= John Beavor-Webb =

Irish-American naval architect

John Beavor-Webb (c. 1849 - March 11, 1927) was a British and American naval architect. He was a designer of sailing yachts, including Partridge 1885, a UK National Historic Ship and the America's Cup challengers Genesta (1884) and Galatea (1885).

He was born in Kinsale in Ireland in 1849. He was the son of Rev John Beaver Webb (1803-1852) and his wife Maria Susan Maxwell.

John Beavor-Webb began his career as a naval architect in England moved to the U.S.A. around 1887 where he designed very large steamyachts like J.P. Morgan's Corsair II (1891) and Corsair III (1899).

In 1896 he designed the 627 ton SY 'Sovereign' for Matthew Borden, this being built at J.N.Robins of Brooklyn. This was sold to the US Navy in 1898 for $300,000 and renamed USS Scorpion. The ship served in the war with Mexico and was used as a survey base in the creation of the Panama Canal. She was decommissioned in 1928 and broken in 1929.

In 1899 he designed the 1136 ton SY 'Corsair III' for John Pierpoint Morgan. This was built by the T.S. Marvel yard in Newburgh, New York. Usually berthed in the River Hudson near the owner's home. she was also the flagship of the New York Yacht Club. Morgan employed Captain W. B. Porter as her long-term skipper. After Morgan's death in 1913 the ship passed to his son, who moored her at Matinicock Point in Long Island.
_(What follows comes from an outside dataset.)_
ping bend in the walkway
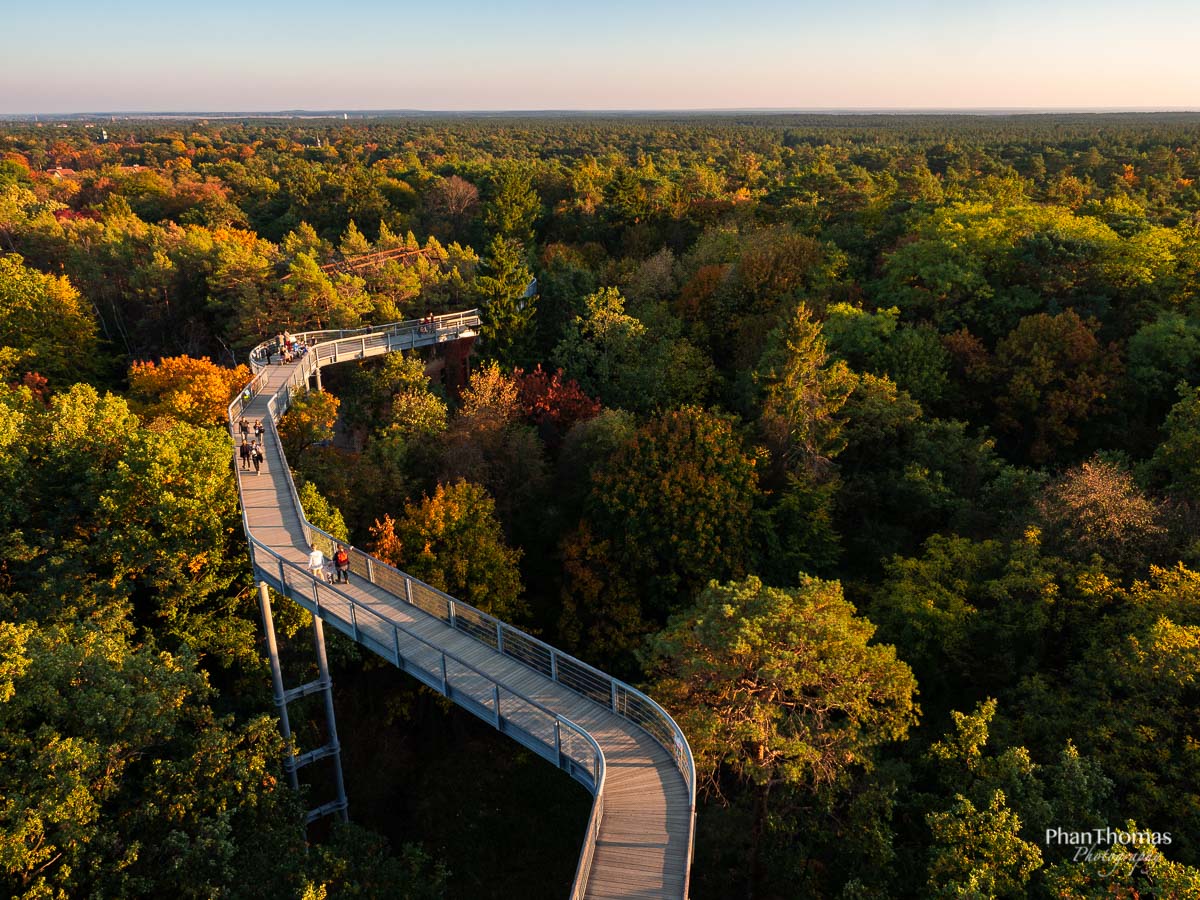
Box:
[229,311,695,898]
She was passed to the US Navy in 1917, notionally retaining Porter as skipper. In 1930 she was converted to create USS Oceanographer.

Beaver-Webb died of a stroke of apoplexy on 11 March 1927 at his home of 68 East Eighty Sixth Street New York aged 67 leaving three daughters.

Beavor-Webb was worth "more than $20,000" by the time of his death. His widow was disinherited but his three daughters each received a trust fund with an income for life.